By the time I got to this project I just didn’t care anymore.  I had been moving the fabric for years and wanted it used up. 


               Life happened.  We lost Seamus after Christmas.  We adopted Scout the last day of April.   I didn’t sew in April, May, or June.  I was exhausted.  Scout was up every two hours every night and I just needed to focus on getting Scout acclimated and settled.  I had to slow down my sewing again in September when Scout took me for a drag and I had an injured arm.  Projects that were to be completed for the holiday won’t be done until the new year and that is okay.  A gift is a gift and it doesn’t matter when it is delivered.

On the business front, I did complete and introduce a new lecture called "Designs Still Worth Doing:  A Celebration of Ruby Short McKim" which has been popular with the guilds that have seen it.  I also started working on my sewing themed stationary, Nine Patch Notes.

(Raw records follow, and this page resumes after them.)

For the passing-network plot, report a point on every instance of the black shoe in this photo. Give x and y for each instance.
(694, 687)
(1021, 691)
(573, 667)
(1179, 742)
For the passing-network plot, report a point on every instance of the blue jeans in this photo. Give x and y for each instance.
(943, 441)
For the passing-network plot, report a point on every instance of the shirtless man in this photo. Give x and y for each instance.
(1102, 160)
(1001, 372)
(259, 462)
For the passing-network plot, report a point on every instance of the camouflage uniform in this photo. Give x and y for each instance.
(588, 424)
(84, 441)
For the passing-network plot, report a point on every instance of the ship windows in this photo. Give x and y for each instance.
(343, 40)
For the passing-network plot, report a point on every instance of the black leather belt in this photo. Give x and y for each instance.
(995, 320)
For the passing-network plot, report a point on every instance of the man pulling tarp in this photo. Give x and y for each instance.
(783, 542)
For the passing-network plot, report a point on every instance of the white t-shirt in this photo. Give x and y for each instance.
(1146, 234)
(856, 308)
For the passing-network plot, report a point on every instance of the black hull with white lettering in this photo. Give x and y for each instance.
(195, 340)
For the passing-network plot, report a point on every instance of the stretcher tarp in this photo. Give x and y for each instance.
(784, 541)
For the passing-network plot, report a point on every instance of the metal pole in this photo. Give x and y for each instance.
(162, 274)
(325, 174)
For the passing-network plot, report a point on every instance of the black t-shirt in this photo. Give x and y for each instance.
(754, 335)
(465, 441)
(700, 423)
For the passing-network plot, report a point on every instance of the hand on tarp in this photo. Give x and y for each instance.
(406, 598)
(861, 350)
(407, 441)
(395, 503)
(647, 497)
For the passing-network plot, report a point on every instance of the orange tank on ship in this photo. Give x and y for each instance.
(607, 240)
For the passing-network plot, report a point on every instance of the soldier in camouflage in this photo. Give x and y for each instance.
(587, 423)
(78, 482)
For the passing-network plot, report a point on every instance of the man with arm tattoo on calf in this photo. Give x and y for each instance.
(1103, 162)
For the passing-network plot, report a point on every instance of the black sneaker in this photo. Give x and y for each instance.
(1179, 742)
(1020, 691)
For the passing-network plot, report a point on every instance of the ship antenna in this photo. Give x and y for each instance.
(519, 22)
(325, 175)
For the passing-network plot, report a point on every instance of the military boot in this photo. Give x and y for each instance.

Hal Borland wrote that "Year's end is neither an end nor a beginning but a going on; with all the wisdom that experience can instill in in us."  I'm hoping to incorporate some of the lessons of 2017  during my quilting journey of 2018.  

Have a great day!
              


1 comment:

Jocelyn is Canadian Needle Nana said...

Wow, Michele, what a wonderful post chock a block with thoughts and projects. I had no idea how prolific you are. Of course, I identify with many of your thoughts about things. It must give you great satisfaction to see how much you have achieved and such a happy poodle in the mix too! A wonderful 2018 to you!